You could claim an extra dependant/deduction with your employer. This would result in less withholding. Just be sure that 90% or more of the taxes owed are withheld. Otherwise there is a penalty.

Withholding didn’t always exist. I’ve read that in the early days, before WWI I believe, you just paid up at the end of the year.

IIRC it’s legal to claim an extra dependant on your W4 to lower your withholding, and just pay the difference at tax time.

You can diddle with the number of exemptions on your W-4 form to tune the amount of withholdings (some tax renegades put 99 exemptions). Submit a completed form to your employer.

The actual taxes paid depends on not just your income but the number of dependents you claim and whether you itemize, etc., etc

When first read the OP I thought “Aha! Itemizing is the culprit!”

Then I re-read it and found that SmackFu is using the standard deduction.

In this case I would guess that the IRS withholds a little more than they need every time, just to be “safe”. “Safe” meaning they don’t get shorted (heaven forbid!) and you get a wound-healing refund at the end of the year.

My experience has been that if you are accurate on your W-4 and use the standard deduction they usually get it pretty close. I’m single and after selling my house in 2001 I had to use the standard dedcution this year. Result: I owe the feds $150 on April 15th. This is within 1.2% of what I actually owe, which tells you two things:

  1. With only myself and the standard deduction, the IRS withholding is pretty close.
  2. With only myself and the standard deduction, I get punished in taxes.

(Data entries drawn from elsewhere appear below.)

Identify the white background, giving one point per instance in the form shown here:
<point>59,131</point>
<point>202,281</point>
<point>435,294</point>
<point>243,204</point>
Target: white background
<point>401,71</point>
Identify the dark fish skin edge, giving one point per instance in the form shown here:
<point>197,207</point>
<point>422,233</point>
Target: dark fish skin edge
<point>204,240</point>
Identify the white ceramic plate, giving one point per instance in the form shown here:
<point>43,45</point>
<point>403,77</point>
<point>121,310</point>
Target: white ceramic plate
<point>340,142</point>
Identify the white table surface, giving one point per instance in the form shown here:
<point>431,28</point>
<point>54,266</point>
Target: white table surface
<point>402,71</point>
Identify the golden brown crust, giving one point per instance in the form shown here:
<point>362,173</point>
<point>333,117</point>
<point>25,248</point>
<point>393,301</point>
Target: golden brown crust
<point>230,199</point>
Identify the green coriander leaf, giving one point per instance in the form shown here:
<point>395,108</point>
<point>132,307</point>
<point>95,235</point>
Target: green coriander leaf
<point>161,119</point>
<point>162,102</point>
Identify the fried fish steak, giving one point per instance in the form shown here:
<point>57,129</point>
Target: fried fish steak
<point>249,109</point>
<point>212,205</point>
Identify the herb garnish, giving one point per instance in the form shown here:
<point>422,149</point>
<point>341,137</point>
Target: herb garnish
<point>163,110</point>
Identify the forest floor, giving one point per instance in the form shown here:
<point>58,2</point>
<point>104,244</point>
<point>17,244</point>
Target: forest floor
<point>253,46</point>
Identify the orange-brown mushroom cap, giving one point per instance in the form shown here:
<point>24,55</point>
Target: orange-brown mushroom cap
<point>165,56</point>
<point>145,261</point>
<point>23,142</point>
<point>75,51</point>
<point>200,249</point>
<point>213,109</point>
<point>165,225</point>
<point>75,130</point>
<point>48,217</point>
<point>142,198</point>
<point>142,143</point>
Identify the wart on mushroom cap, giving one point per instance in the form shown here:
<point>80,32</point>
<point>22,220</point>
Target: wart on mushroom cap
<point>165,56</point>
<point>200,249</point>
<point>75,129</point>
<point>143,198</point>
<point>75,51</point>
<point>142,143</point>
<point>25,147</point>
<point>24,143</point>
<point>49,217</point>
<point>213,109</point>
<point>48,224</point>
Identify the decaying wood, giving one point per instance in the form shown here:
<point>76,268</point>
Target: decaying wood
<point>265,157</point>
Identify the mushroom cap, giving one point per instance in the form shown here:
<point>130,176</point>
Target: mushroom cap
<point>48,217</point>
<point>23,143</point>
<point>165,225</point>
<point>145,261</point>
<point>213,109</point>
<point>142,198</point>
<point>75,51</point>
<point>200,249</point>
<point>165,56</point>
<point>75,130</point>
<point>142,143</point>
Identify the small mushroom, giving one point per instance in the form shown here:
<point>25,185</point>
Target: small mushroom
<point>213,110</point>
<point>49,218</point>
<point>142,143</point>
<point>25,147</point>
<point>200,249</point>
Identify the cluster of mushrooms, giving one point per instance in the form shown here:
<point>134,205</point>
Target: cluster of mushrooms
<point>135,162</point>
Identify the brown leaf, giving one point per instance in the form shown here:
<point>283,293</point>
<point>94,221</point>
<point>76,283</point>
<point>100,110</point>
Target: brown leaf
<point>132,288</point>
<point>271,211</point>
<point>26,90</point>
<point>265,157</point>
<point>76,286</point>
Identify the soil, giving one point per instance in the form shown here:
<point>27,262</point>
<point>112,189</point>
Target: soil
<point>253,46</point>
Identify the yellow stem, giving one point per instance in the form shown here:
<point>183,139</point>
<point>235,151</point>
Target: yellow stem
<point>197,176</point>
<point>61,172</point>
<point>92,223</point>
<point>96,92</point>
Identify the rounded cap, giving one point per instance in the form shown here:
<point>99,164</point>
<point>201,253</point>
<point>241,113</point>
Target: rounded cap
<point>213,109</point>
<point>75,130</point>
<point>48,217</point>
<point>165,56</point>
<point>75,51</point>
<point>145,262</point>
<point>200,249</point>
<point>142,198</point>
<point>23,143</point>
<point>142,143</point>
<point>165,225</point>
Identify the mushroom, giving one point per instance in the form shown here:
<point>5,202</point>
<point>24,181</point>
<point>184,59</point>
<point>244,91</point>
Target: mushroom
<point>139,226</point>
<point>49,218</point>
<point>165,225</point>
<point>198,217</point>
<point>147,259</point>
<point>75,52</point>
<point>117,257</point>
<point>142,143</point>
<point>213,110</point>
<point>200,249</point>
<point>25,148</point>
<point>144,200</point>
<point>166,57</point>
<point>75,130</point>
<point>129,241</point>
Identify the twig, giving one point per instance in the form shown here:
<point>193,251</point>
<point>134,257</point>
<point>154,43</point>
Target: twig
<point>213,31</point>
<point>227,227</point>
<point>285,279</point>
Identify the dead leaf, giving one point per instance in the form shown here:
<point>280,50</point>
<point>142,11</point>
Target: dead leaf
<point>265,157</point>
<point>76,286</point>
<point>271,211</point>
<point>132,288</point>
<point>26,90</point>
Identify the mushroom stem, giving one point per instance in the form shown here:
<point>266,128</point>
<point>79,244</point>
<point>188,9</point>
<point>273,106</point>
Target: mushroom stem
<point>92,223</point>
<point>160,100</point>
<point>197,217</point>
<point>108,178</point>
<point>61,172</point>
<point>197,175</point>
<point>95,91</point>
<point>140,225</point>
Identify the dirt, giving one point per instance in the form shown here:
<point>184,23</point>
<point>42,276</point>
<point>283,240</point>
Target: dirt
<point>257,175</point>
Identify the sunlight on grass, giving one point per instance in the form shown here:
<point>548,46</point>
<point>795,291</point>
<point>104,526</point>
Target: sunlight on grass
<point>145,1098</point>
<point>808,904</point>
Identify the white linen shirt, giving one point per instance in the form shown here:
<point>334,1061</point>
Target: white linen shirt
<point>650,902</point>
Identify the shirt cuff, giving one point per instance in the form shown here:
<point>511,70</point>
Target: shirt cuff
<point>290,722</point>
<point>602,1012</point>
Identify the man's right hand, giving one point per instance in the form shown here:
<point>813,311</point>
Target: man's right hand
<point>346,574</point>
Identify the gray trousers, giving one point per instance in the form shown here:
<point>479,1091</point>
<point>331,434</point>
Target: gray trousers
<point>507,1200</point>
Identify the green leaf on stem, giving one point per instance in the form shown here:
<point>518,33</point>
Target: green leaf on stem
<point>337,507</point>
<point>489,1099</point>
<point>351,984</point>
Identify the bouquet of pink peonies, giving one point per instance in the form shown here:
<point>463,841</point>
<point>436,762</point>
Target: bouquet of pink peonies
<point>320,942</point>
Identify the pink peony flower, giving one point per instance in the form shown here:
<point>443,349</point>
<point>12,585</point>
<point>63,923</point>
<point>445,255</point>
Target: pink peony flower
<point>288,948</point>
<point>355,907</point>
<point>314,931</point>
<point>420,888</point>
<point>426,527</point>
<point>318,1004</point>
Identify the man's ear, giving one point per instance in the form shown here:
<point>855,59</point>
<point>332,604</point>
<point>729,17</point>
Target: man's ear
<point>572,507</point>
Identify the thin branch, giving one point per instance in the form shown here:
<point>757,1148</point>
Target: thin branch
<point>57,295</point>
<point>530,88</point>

The OP also mentioned a bonus, and bonuses usually have a higher withholding amount than a standard paycheck. My method is to change my W-4 before the first paycheck of a new year and claim 9. Then change it back to 2 after the first three checks. I wind up owing about $500 on April 15, but I have the money, I’ve earned the interest on the money, and there’s no extra fee to let the IRS wait four and a half months (as long as it’s less than a $1000). Beats me waiting for them to send my money back. Plus, it usually takes them about three weeks to cash the check when I send it on April 15, so I really don’t pay until the first week of May.